Rent-To-Own Repossession Laws
When some one rents an item that most people usually purchase, it is termed a rent-to-own. This assumes that the renter of the item is enthusiastic about eventually owning this item and plans on continuing to make the payments until he has paid in full for the item. The items involved are most often furniture pieces or electronic appliances. Both parties agree to sign a contract that they are renting the item and the transaction can be turned into a lease arrangement for a small fee.
The situation turns sticky when the renter stops making the payments on the item yet does not return the item. By law, the company has the right to take back possession of the item in question. There are men who will go to the address, pick up this item and return it to the shop in exchange for a fee.
If the owner of the shop intends to repossess the item himself, he should register as a business. The person handling the repossession should be registered and have the legal access to the item.
The company must notify the renter that the item and payment is outstanding. By law, the renter is entitled to come up with a last-minute effort to pay the amount of money that is overdue.
The person who is doing the repossessing must not do any thing illegal or provoke an argument. It is critical that this situation is handled professionally.
The person doing the repossession must not do anything to damage the item.

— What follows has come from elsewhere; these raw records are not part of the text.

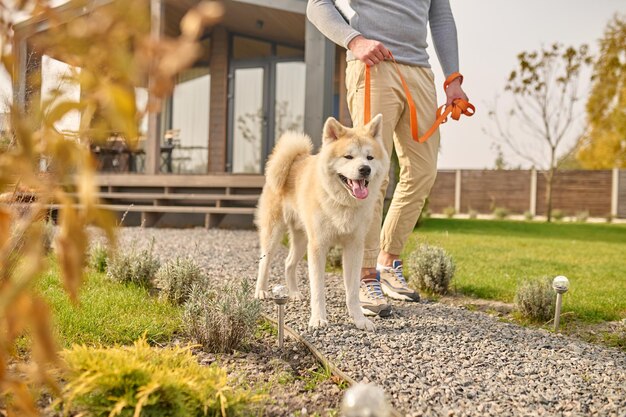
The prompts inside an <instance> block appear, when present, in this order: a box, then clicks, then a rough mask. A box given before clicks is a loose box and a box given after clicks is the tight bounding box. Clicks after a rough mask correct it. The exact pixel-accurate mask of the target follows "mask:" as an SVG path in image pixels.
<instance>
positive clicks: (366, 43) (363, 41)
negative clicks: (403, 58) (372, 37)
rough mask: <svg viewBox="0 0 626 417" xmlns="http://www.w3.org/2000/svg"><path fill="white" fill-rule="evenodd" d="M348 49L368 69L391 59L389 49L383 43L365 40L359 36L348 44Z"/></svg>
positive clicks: (362, 36) (380, 42) (362, 37)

No one can take any other item from the renter as payment for the overdue item. That is considered stealing.
With the recent changes in the economy, quite a few cases have popped up where the renters were not able to continue paying the fees and became annoyed with calls to their homes. Rather than return the item, the renter deliberately damages it and leaves it outside of their dwelling. Unfortunately, this is becoming common with the larger rent-to-own items, such as automobiles.